Fel growled at him. And glowered.

“Is there something that’s irritating your throat, Sergeant?” Vorik asked. “Your vocalizations sound strained. Perhaps you should see a healer and acquire an herbal tea.”

“I want to club him with my mace,” Fel told Syla.

“A lot of people do, but go outside anyway, please. And close the door.”

Fel scowled but pulled the second and last of the bodies out with him as he left the wheelhouse.

Maybe he didn’t think Syla should be surrounded by death.

After all she’d endured, she ought to be used to it, but she would be glad not to have the frozen eyes of the deceased staring accusingly at her while she spoke with Vorik.

Fel made a point of standing immediately beside the doorway, his shoulder visible.

Without releasing Syla, Vorik unsheathed his sword and used the tip to push the door shut.

Save for a porthole in it, the walls to either side were solid, giving them a modicum of privacy, at least from the direction of the deck.

“That’s better,” Vorik said cheerfully.

“I agree.”

He returned his sword to its scabbard, then dropped it and his pack to the deck before sliding both arms around Syla and kissing her. Though she hadn’t expected it, her arms lifted to wrap around his shoulders of their own accord, and she melted into his touch.

Passion filled his kiss, but there was more than that. Relief? Vorik must have been able to see the battle unfolding as his dragon flew in, the boarding party arriving and men breaching the wheelhouse. Maybe he’d worried he would be too late.

The implication that he cared touched Syla, and she struggled to remember that she wanted to ask him a few questions—to learn what his orders were. What had brought him here? She highly doubted he’d simply been in the area.

But as his lips stroked hers, and his hands started roaming, they woke up her numb body. His strong fingers slid over her shoulders, stirring sensations as they trailed down her arms, shifted to her waist, and finally cupped her backside. Pleasure replaced her distress, pleasure and desire.

Her thoughts grew fuzzy as she caught herself returning his kiss while pushing one hand up to brush through his hair to rub his scalp.

He groaned with pleasure of his own, tightening his grip on her, and she felt his own longing through his trousers.

Knowing she could inspire such desire in a man like him—a man who could have had any woman—excited her, just as it had the night they’d joined.

She wanted to let a hand drift lower, to touch him and feel—

No. Sergeant Fel was outside, and Agrevlari perched above. Syla made herself stop her explorations, grip Vorik’s shoulders, and lean back from his kiss.

The heated expression in his emerald eyes promised Vorik didn’t want to stop their reunion, but she had to know why he was here.
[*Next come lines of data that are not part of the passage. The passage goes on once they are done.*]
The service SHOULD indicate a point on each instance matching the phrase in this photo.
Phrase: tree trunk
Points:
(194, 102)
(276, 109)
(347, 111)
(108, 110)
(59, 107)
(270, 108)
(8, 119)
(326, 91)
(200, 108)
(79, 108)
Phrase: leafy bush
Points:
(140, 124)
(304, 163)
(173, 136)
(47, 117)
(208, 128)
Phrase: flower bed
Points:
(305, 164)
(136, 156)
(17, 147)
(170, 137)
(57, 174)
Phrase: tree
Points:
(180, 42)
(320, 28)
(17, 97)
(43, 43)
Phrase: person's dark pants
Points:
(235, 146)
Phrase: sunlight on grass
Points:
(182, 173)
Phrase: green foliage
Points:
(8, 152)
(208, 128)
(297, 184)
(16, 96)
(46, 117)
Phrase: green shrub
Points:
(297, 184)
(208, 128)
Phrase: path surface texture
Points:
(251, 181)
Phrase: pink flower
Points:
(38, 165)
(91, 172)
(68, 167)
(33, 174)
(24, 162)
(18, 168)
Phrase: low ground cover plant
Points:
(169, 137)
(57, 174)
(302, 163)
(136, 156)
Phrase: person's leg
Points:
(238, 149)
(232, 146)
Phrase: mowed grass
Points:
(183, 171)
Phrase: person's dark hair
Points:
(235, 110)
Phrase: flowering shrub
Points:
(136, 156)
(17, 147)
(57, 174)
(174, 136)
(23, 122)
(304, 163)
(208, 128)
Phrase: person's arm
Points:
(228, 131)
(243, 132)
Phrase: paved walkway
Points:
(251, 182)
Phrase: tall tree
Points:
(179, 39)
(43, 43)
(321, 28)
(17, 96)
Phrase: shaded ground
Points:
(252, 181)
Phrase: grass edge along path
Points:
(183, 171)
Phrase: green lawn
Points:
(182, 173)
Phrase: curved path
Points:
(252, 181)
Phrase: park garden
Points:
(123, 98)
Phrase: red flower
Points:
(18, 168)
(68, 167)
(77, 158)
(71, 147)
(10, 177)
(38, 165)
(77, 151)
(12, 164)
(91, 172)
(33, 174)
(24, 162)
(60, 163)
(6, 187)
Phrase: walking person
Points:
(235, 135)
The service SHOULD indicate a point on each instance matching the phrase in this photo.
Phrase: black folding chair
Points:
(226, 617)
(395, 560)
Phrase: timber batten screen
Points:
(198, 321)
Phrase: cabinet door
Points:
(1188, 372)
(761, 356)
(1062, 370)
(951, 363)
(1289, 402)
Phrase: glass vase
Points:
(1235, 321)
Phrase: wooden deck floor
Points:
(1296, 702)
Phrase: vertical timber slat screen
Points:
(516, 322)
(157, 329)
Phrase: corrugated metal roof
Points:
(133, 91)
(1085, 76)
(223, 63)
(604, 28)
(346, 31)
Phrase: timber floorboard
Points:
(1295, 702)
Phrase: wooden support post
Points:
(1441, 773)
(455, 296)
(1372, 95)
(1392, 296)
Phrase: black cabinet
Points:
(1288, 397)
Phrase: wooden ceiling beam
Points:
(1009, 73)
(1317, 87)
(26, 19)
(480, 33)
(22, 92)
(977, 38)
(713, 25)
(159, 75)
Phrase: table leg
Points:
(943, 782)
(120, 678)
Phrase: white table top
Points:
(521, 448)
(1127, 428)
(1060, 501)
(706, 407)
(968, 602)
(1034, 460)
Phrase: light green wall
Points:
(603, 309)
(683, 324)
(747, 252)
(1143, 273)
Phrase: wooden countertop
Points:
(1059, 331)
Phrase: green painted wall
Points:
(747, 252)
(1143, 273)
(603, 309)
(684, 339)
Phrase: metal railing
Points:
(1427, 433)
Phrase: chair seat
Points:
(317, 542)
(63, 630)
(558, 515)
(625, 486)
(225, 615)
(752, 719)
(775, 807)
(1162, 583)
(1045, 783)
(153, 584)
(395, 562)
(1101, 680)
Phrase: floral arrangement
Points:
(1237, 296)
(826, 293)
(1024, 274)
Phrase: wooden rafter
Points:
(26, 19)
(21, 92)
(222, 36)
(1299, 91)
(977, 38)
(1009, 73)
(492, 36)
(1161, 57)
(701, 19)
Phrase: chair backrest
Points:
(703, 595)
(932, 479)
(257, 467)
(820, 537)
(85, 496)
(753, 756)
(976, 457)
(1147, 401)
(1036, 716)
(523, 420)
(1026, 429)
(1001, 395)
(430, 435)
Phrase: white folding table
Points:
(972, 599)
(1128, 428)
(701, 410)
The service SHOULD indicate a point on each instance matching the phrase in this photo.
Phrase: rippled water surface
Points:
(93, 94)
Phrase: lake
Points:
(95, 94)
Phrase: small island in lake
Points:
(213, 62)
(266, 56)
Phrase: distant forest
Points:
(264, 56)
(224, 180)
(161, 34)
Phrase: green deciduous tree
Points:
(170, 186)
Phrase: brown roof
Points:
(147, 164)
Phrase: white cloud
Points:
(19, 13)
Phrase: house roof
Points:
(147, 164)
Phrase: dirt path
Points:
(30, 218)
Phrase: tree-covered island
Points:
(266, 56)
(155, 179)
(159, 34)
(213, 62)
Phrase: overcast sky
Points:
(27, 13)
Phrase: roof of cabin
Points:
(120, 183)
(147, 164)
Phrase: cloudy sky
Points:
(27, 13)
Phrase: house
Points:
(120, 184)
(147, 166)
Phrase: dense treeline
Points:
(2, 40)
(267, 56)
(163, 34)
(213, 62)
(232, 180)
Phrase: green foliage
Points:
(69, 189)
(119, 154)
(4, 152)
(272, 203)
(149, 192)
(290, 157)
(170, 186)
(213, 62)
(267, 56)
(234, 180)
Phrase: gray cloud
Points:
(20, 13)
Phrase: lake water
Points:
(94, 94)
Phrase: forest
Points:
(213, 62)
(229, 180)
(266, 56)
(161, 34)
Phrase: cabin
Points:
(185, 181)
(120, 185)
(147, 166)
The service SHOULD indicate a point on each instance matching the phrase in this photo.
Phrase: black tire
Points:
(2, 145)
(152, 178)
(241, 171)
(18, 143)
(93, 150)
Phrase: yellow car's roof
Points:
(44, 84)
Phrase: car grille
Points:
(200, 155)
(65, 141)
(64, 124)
What if he’d been sent to interfere with her mission again?

And was using the appeal of his body and his charm—and those expertly talented lips—to distract her from thinking about that?

“What are your orders, Vorik?” Syla forced herself to look away from his lips and into his eyes, though they were just as dangerous.

Surely, the desire and heat in them couldn’t be faked? He’d been moved to kiss her because he wanted to, not because his general had told him to.

Could she believe that? She wished she could be certain.

“They weren’t to question you.” Vorik’s gaze lowered to her lips.

He licked his, as if he longed to return to their kiss, and a tingle went through her, tightening her core. She longed for that too. But voices drifted in from the deck, the captain ordering his men to restore order to the ship and get them to Hazel Harbor on Harvest Island as soon as possible.

“What are they?” Syla had a feeling he wouldn’t answer. “Why are you here?”